XII

Keith was one of the first to enter the class room on the morning of Commencement Day. He was still standing near the door when Davidson appeared and evidently meant to walk past him without a greeting.

"Say, Davidson," Keith cried impulsively, holding out his hand, "I don't mind!"

"Well, what do you think I care," the other boy asked icily as he turned on his heel and walked out of the room again without taking the proffered hand.

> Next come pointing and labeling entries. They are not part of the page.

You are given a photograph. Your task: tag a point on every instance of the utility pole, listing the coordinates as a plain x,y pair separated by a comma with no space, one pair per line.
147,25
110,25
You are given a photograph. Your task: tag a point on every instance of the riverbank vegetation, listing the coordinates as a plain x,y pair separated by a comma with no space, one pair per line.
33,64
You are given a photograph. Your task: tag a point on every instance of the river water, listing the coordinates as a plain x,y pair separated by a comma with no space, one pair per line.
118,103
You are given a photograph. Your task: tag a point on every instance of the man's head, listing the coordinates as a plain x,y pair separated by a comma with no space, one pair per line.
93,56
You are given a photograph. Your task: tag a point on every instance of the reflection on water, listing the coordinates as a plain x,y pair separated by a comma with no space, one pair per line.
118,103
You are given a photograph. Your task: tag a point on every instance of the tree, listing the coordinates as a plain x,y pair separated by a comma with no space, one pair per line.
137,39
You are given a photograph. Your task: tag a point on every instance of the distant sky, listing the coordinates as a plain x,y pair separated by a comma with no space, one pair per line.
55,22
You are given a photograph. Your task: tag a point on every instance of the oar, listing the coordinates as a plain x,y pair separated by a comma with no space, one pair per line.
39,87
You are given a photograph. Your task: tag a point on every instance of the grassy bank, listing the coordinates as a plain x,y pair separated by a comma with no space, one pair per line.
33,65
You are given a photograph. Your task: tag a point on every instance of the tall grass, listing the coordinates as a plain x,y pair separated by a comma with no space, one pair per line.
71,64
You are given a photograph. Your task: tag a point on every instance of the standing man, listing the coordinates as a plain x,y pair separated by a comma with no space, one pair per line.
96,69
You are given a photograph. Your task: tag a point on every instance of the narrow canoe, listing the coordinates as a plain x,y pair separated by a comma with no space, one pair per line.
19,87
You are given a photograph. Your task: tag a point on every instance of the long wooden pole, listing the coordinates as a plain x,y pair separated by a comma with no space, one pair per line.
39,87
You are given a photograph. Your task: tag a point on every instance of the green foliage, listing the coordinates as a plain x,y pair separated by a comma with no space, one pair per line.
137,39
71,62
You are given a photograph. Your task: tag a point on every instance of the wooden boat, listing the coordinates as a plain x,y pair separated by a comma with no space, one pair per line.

It was the first time that Keith felt the sting of real hatred. He could never have acted like that--not even toward one who had wronged him seriously. What galled him most was that he had been made to look as if he were apologizing. Then a sense of triumph returned little by little, but it was not very vivid, and what he missed utterly was the fact that no other situation could have been quite so hard on Davidson's pride as the one in which Dally had placed him. A realization of that fact came only years afterwards.

Then Dally himself arrived, and soon the commencement exercises were in full progress, Keith feeling quite superior to any curiosity or excitement. Again he received a prize, and again it was in the form of money, but a smaller sum not accompanied by any special encomiums. He walked home very quietly with his parents, and they had not much to say either.

Had Keith known what an anti-climax was, he would undoubtedly have used that word to describe the experiences of his second Commencement Day at Old Mary.